Messages clandestins, enveloppés de papier de riz, qui trouvent une oreille, de la Lumière.
Je ne suis pas un Oriental. Mes gestes rituels ne viennent pas des Maîtres; ils ressemblent plu­tôt à une habitude carcérale continuée au cours des années. Debout, toujours, près d’une fenêtre au rideau écarté… Mais de l’Orient orientant il me reste la confiance qu’à sortir de soi-même dans une juste mesure, et de façon coutumière, il n’y a rien de dangereux, et que voir, entendre et rencontrer des esprits n’est pas inquiétant.
Aussitôt descendu, l’Esprit du Thé commence à opérer. Légères pressions internes, acupunctures invisibles, déclics opportuns des organes sensoriels, sampans de petites lumières, silences soudainement colorés, une succession ponctuelle d’excita­tions qui vont de l’œil intérieur (qui est peut-être une oreille ou une main) le long des vertèbres déraidies au coccyx resurrecturus. Alors, dans l’obscurité, de nombreuses petites fenêtres rede­viennent vivantes, et les mots ont moins de peine à retrouver leur origine dans les espaces éloignés. Paix du massage, racine du son, bonté du frot­tement secret. Regarder d’une pause d’union intime ce qui est désuni et déchiré est un moment dont la mort est absente. Faire reculer, fût-ce de très peu, la marge du fini éclaire pour bien des heures.
Dans la lutte pour s’opposer mentalement à ce qui est, dans le temps, vérifiable comme une agression des ténèbres à laquelle rien ne s’oppose matériellement, sur des tablettes libératrices que le Thé aide à retrouver et à déchiffrer, j’apprends à ne pas abhorrer avec excès les ténèbres afin de ne pas détruire les quelques possibilités de péné­trer leur secret.
Sans des curiosités désespérées en mouvement continuel, le désespoir n’aurait pas de limites. Le souffle du Thé s’insinue dans les angles morts, interroger des statues salies de boue ne l’épouvante pas. Dans les crevasses de l’aride il introduit quelques-unes de ses gouttes, il redonne figure à ce qui a perdu ses couleurs. En grattant les cachettes abandonnées, il en fait sortir quelques notes d’un ribab enchanté. Les pensées qui ne sont pas de moi deviennent les miennes avec beaucoup de facilité; les miennes, quiconque, s’il veut, peut les faire siennes, quel que soit son excitant, sans besoin d’un nom : la pensée ne prononce ni Tien ni Mien.

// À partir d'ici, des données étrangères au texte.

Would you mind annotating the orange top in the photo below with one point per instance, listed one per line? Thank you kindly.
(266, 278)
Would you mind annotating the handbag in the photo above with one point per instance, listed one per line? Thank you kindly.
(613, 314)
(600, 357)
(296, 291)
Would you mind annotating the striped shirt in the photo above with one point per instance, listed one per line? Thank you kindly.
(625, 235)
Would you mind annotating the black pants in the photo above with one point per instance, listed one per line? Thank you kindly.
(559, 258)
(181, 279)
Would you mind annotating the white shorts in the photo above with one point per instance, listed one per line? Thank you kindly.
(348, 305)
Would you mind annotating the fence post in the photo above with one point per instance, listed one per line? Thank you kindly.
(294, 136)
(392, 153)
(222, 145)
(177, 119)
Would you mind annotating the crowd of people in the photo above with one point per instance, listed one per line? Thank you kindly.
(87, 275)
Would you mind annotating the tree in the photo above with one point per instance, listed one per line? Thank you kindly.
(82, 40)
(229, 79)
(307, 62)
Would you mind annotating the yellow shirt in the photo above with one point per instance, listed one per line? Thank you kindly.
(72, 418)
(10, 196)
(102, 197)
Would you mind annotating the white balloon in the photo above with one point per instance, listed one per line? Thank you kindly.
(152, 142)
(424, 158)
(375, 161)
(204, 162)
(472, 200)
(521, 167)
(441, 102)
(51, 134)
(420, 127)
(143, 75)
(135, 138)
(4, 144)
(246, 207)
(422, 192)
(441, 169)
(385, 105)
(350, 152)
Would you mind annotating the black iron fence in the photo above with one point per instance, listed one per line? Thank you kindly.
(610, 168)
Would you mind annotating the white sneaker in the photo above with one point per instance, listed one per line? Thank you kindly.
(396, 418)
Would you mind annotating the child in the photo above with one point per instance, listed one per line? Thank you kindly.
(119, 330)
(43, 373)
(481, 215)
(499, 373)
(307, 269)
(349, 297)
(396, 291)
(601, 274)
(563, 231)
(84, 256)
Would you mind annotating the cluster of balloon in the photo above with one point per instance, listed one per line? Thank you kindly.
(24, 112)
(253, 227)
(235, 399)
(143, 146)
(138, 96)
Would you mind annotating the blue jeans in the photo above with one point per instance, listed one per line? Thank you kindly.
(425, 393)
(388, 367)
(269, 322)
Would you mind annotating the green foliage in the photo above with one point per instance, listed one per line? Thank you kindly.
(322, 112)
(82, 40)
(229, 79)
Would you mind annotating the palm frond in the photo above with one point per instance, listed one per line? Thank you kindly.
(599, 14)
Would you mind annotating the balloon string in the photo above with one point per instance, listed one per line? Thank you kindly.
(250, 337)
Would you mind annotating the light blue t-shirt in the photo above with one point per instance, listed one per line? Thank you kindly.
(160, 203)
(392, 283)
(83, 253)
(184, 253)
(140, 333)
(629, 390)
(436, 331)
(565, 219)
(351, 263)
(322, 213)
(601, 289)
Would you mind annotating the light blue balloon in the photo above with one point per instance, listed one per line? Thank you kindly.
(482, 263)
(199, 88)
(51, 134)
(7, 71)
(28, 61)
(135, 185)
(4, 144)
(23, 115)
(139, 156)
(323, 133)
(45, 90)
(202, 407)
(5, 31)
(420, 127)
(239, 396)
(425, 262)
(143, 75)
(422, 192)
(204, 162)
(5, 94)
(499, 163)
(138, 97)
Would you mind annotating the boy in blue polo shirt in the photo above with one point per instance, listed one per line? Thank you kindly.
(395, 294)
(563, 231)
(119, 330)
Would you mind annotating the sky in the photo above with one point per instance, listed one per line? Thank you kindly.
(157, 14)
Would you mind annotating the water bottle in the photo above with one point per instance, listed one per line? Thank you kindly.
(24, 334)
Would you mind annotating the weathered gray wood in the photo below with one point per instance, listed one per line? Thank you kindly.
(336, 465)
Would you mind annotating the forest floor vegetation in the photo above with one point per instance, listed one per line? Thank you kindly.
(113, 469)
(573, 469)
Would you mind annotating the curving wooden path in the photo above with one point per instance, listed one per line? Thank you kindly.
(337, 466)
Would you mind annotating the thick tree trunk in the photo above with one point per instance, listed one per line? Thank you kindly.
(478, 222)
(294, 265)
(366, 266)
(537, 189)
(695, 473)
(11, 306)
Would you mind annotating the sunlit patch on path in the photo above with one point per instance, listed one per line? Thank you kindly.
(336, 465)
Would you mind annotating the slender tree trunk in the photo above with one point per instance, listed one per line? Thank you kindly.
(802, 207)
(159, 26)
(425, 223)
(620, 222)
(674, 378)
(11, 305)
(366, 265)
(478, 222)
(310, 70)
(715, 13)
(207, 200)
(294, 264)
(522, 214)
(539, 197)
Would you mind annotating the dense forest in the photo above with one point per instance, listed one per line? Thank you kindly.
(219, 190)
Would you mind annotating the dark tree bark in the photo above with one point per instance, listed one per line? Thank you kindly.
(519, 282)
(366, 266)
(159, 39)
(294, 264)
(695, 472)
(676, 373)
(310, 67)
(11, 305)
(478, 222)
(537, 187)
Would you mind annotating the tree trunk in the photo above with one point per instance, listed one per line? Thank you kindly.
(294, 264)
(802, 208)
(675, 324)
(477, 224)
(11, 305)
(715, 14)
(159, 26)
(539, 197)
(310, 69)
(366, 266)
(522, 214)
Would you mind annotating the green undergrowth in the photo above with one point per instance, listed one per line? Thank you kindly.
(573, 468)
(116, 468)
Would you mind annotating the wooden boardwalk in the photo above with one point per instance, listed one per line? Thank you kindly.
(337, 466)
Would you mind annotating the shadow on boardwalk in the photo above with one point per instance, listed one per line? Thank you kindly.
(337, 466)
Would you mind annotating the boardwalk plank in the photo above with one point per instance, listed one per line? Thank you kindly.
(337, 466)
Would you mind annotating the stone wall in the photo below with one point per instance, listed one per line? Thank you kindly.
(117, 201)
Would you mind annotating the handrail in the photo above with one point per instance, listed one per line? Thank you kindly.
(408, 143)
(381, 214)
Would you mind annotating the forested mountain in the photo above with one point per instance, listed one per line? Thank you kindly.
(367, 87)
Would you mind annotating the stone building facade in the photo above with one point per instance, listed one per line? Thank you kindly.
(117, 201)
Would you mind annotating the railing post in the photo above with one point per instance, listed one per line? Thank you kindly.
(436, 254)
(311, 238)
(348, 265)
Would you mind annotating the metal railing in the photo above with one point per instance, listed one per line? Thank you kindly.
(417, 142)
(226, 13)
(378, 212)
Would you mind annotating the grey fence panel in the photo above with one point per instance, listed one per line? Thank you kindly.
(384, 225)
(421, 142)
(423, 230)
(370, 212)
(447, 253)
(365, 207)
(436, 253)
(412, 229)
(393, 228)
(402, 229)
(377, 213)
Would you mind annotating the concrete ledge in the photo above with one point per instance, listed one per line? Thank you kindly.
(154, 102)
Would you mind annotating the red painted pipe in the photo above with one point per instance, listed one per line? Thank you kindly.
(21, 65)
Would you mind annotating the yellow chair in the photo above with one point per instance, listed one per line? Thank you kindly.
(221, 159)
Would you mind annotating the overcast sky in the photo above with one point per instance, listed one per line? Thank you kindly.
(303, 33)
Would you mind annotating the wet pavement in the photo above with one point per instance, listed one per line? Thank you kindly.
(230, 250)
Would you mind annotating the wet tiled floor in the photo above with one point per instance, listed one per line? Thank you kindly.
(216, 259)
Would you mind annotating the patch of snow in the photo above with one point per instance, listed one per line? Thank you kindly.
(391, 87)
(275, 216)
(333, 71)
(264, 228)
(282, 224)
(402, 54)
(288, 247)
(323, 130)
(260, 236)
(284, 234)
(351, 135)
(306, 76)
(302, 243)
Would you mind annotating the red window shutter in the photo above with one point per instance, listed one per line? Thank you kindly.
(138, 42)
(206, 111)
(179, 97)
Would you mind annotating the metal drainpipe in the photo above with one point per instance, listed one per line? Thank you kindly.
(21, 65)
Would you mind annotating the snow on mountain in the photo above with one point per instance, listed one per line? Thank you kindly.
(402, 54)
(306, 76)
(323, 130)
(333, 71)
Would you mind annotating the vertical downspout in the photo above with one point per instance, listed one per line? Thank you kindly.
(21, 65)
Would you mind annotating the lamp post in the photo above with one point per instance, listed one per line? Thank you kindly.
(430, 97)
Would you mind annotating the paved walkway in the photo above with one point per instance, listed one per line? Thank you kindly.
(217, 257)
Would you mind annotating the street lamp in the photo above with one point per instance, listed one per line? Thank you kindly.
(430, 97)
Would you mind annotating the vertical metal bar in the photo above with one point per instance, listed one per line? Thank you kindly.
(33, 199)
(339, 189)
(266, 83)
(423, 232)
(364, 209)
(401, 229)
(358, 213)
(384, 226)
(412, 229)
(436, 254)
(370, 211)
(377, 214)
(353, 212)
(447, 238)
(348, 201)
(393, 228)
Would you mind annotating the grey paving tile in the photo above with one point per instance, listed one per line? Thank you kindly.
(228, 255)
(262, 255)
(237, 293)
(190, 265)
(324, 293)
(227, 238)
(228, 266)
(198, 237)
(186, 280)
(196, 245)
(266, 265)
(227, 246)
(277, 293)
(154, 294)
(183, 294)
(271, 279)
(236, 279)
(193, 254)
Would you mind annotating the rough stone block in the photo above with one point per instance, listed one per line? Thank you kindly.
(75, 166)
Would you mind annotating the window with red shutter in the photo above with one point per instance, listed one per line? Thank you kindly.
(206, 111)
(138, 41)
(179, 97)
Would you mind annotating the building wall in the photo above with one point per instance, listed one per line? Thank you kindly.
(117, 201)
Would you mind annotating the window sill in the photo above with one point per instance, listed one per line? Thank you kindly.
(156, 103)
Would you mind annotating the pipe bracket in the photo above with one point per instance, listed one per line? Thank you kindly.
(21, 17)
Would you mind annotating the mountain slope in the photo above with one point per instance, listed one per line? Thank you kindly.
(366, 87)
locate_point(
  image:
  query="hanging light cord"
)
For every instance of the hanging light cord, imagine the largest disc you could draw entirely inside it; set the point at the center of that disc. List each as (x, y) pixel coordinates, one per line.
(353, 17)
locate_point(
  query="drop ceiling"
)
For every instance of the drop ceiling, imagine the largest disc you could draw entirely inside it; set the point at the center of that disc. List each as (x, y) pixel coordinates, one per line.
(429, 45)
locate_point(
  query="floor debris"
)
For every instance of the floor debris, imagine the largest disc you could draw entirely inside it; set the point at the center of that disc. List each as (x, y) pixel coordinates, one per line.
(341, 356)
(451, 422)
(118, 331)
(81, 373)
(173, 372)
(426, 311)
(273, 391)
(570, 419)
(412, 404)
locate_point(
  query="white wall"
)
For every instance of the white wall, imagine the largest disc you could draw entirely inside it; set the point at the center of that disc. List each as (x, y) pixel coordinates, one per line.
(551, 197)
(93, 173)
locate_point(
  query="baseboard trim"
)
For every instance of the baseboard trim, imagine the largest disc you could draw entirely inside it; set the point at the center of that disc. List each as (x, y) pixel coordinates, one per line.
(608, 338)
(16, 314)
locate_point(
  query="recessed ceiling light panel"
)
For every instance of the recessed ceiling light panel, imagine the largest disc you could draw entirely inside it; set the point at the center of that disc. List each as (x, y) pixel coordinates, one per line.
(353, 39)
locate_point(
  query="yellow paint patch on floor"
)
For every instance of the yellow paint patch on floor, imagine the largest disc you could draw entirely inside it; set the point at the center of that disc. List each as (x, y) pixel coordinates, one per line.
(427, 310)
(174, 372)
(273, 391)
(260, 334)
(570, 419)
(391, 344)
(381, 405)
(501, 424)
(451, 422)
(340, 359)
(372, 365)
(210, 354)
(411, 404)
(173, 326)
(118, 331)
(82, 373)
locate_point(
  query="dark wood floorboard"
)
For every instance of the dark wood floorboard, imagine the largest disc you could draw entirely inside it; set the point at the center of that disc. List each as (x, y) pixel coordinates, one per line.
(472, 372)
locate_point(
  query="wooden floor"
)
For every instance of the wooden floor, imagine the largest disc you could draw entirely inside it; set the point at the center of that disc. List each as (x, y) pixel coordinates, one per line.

L’homme boit le Thé parce qu’il a peur de l’homme.

Le Thé boit l’homme, l’herbe la plus amère. »

Guido Ceronetti, Ce n’est pas l’homme qui boit le thé mais le thé qui boit l’homme, traduit de l’italien par André maugé, Albin Michel, 1991.

Illustration: Bol dans le style « raku » du céramiste Frédéric Pagace – photographie ©Lelorgnonmélancolique.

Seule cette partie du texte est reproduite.